14 Nov When to go to the doctor with a newborn?
It’s common for new parents to feel the way you do. Until recently, you were able to keep your baby healthy by keeping her inside you. Even though you instinctively know she’s strong and sturdy, at times you also remember how vulnerable she can be.
First of all, give yourselves credit for being the caring, conscientious parents that you are. That said, you can take some precautions so that your baby will stay healthy. Keeping her away from sick people and washing your hands after each nappy change is a good start. If you’re breastfeeding, continue with it for as long as you can.
Here a list of syntomps that will you decide to go to the doctor
- Temperament. If your baby seems like her usual happy self and is feeding well, she’s probably not seriously ill. This doesn’t mean that you shouldn’t consider an appointment to see your doctor if she has temperature or the sniffles. But a baby who has a runny nose and a big smile is probably not as sick as a baby who has a runny nose and is lethargic.
- Unusual crying. If your baby suddenly starts crying more than usual and you can’t comfort her in the usual ways, or if her cry is weak or unusually high-pitched, she may be seriously ill. The opposite is also true — if your baby seems unhappy and doesn’t cry but is unusually inactive and difficult to wake from sleep, call your doctor.
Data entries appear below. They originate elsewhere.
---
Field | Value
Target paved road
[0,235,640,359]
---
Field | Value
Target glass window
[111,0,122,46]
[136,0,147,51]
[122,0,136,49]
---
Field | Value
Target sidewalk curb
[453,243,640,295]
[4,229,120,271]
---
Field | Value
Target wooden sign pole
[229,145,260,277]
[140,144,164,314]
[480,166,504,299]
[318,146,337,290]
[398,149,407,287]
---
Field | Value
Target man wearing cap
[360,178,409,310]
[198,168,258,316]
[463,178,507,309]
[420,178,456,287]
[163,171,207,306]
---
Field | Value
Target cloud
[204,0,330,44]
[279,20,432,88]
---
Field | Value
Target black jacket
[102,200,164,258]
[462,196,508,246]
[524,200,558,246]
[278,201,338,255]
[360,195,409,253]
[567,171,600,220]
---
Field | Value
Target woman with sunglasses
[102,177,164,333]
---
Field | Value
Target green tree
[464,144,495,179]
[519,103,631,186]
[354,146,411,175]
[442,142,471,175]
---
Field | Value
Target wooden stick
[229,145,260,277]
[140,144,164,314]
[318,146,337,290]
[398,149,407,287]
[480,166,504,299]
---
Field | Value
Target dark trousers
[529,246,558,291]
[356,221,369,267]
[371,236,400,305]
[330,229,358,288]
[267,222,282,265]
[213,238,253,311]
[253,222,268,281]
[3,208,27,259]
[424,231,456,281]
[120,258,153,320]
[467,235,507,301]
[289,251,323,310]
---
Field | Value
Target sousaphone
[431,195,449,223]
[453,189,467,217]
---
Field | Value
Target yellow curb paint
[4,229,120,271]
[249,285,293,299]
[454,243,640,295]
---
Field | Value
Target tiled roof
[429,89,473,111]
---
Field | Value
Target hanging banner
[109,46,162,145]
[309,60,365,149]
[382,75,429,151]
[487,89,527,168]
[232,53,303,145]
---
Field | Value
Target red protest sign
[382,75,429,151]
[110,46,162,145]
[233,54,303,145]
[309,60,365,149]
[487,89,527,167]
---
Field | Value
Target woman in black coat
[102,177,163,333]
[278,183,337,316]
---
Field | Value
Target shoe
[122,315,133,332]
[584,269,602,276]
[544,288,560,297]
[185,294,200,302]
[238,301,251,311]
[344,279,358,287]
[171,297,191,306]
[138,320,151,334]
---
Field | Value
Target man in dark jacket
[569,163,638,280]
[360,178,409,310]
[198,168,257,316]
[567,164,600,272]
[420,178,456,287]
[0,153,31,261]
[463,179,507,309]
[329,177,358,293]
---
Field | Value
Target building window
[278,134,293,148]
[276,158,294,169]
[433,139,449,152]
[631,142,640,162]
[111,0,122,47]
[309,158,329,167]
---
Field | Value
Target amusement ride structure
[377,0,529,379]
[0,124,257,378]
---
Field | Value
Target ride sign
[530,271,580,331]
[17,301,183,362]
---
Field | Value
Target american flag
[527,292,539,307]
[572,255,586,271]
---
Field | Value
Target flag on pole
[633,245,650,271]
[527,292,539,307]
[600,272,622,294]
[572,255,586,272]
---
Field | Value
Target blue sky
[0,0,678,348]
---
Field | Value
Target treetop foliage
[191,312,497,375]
- Appetite. How hungry your baby is varies from day to day. But if she is hungry she should feed vigorously. A baby who tires easily from sucking or loses interest in nursing or feeding is probably sick. Also, if you notice your baby reguritating her food more than usual, with more effort, or if the possit is greenish in colour, she may be sick.
- Abnormal bowel movements. Young babies, especially breastfed babies, may have very soft or liquid bowel movements. However, if your baby has diarrhoea (watery stools), her tummy may be upset. Monitor her bowel movements and see whether the diarrhoea continues. Make sure she is drinking lots of fluids or breastfeeding as often as usual so she doesn’t get dehydrated. Your baby should wet a minimum of six nappies a day. If your baby is acting sleepy and begins to have small, hard, or dry bowel movements, or if her stool is streaked with blood or mucus, or has the consistency of jelly, call your doctor
- Difficulty breathing. If your baby’s breathing is laboured or if she’s having trouble breathing at all, get help immediately.
- Temperature. Although the presence of high temperature in a baby is a signal that she’s sick, the fever alone is usually not a reason to be worried. A baby can have a low-grade fever and be seriously ill, or a high fever and be only mildly ill. But if a baby under three months of age has a fever higher than 38 degrees C, she should be examined. If an older baby has a fever but appears completely well otherwise, observe her for a day to see whether she develops other symptoms.